The first passive houses were built in Germany in 1990, but they were inspired by the super-insulated houses built in North America (many in Vermont) during the 1970s and '80s.
Passive houses incorporate the following energy-saving features:
Compact form and superinsulation
South-facing windows to gain winter heat, with shading to keep out summer sun
Energy-efficient window glazing and frames (in our case, triple-paned argon-filled windows)
Tightly-sealed building envelope
Fresh air ventilation with heat recovery
Energy-saving household appliances
Before construction, a passive house's energy is carefully predicted using a monstrously complicated spreadsheet called PHPP (Passivhaus Planning Package). The goal is to build something that meets the following requirements:
The building must be designed to have an annual heating demand as calculated with PHPP of not more than 15 kWh/m² per year (4746 btu/ft² per year) in heating and 15 kWh/m² per year cooling energy OR to be designed with a peak heat load of 10W/m²
Total primary energy (source energy for electricity and etc.) consumption (primary energy for heating, hot water and electricity) must not be more than 120 kWh/m² per year (3.79 × 104 btu/ft² per year)

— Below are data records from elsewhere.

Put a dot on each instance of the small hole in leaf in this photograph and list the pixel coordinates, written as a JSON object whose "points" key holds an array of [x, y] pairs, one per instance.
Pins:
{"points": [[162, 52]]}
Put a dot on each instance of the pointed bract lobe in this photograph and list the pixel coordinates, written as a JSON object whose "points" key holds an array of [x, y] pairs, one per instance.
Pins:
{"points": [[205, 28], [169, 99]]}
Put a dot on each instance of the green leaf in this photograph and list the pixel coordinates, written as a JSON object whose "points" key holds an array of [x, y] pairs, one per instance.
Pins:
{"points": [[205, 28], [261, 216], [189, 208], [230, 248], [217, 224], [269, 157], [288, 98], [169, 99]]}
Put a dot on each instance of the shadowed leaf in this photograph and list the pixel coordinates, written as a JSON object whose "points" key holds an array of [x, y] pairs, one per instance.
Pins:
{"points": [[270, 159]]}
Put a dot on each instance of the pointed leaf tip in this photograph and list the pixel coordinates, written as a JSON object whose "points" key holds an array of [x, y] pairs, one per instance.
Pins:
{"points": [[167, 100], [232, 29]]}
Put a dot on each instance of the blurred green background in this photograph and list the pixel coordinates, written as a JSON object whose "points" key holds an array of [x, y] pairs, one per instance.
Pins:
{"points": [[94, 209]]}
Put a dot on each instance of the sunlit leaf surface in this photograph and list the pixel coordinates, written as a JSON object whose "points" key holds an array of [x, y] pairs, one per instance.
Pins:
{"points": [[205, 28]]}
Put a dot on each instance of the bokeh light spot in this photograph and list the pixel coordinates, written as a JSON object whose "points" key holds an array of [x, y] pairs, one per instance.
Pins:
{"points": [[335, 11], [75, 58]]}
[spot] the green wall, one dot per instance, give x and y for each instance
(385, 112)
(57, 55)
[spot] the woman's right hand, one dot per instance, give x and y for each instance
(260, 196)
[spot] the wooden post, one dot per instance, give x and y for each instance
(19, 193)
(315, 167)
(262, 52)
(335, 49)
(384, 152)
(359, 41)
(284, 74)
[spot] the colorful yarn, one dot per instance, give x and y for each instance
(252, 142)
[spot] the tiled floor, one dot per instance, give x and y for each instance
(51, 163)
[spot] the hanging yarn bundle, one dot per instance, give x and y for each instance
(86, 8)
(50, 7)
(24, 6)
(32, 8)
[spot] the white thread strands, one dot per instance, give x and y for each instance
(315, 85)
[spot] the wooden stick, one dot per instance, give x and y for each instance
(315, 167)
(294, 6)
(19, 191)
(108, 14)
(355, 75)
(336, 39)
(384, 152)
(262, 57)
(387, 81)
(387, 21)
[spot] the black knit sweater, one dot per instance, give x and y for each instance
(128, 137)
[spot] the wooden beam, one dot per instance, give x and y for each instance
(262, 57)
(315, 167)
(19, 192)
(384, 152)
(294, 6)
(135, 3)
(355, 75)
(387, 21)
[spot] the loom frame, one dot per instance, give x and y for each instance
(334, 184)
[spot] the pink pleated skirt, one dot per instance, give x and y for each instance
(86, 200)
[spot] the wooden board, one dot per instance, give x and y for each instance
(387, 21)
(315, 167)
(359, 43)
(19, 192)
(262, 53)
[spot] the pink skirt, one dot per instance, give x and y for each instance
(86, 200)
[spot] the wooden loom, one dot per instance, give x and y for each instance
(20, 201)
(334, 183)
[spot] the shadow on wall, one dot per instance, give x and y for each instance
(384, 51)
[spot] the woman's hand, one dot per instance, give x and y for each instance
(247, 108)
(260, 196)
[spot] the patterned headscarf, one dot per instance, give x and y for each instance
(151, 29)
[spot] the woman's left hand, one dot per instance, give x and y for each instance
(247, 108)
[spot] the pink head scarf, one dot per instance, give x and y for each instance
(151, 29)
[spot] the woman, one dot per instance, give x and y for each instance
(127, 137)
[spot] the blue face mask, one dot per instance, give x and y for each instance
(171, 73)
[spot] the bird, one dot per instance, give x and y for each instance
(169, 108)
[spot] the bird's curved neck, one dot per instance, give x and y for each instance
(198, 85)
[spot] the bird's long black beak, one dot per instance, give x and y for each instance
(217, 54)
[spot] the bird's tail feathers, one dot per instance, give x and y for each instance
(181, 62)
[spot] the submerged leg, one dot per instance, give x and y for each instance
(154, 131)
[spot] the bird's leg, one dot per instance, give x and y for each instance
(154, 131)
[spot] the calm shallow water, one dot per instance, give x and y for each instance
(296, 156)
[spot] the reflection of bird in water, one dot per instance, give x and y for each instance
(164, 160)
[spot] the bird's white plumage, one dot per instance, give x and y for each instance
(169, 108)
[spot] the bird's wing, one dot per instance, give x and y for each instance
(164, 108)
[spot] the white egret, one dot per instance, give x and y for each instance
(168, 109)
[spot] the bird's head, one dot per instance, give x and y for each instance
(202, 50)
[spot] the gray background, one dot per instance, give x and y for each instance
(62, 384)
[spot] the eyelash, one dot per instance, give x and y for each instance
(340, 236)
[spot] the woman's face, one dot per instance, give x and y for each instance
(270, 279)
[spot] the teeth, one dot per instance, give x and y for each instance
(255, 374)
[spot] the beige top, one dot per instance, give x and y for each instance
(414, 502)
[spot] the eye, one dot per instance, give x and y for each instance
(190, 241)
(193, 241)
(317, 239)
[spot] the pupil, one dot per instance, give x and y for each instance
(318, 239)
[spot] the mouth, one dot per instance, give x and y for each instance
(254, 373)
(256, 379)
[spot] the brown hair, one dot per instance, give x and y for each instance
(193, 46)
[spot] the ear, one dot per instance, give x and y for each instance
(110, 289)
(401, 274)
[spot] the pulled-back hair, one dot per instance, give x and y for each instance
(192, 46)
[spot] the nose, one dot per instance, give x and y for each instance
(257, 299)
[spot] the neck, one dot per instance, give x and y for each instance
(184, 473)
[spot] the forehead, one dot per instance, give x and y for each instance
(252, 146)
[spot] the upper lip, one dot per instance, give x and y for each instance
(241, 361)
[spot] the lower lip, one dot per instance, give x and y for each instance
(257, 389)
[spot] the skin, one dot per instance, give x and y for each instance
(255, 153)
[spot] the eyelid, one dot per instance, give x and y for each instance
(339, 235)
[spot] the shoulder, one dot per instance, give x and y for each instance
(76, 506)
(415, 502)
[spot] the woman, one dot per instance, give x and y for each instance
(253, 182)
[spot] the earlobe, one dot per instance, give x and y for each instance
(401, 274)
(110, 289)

The building must not leak more air than 0.6 times the house volume per hour (n50 ≤ 0.6 / hour) at 50 Pa (N/m²) as tested by a blower door
Tens of thousands of passive houses have been built in Europe, and some municipalities even require them by code. Relatively few have been built or retrofit in North America so far, but there is a fervent Passivhaus community on this side of the Atlantic. We all hope that this kind of construction will eventually become the norm!
Occupant behavior can make the difference between an efficient house and a wasteful one. Notorious energy hogs include plasma TVs, old refrigerators or freezers, ice-makers, and dehumidifiers. And don't overlook sneaky items like DVRs, always-on computer and entertainment equipment, etc.